Oh bless them :001_wub::001_wub: Lovely to see them all together :thumbup:


----------



## Misi (Jul 13, 2009)

Shiny said:


> Aside from Lumi's little mess there, I must say that you have some of the cleanest floors I've ever seen!
> 
> How do you do it, with 2 cats and a fluff ball of a dog?


He he! It's an optical illusion and a trick of the light. Although it wasn't that dusty, there were greasy smears all over it. It was a bit of a health hazard . I have since mopped it... I spray where Lumi's eaten with an organic cleaner so that keeps on top of it up to a point!!


----------



## Tessah (Jun 19, 2013)

That's an interesting tail 
Very colour co-ordinated fluffies


----------



## Kimbles38 (Jun 9, 2013)

Oh they are so cute.

Love the black stripe on the tail.


----------



## wind1 (Oct 24, 2010)

Shiny said:


> Aside from Lumi's little mess there, I must say that you have some of the cleanest floors I've ever seen!
> 
> How do you do it, with 2 cats and a fluff ball of a dog?
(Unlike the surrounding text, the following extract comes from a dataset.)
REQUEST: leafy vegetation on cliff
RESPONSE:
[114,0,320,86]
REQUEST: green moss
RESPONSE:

I was thinking exactly the same, I noticed the clean floors before I actually looked at the cats and dog properly (sorry!)


----------



## Misi (Jul 13, 2009)

wind1 said:


> I was thinking exactly the same, I noticed the clean floors before I actually looked at the cats and dog properly (sorry!)


My mum would be proud


----------



## wind1 (Oct 24, 2010)

Misi said:


> My mum would be proud


I'm sure she would. It all looks very clean and tidy, pictures hung perfectly straight on the wall and even colour co-ordinated pets. I wish I could say the same about my house. Look at my mismatched cats!


----------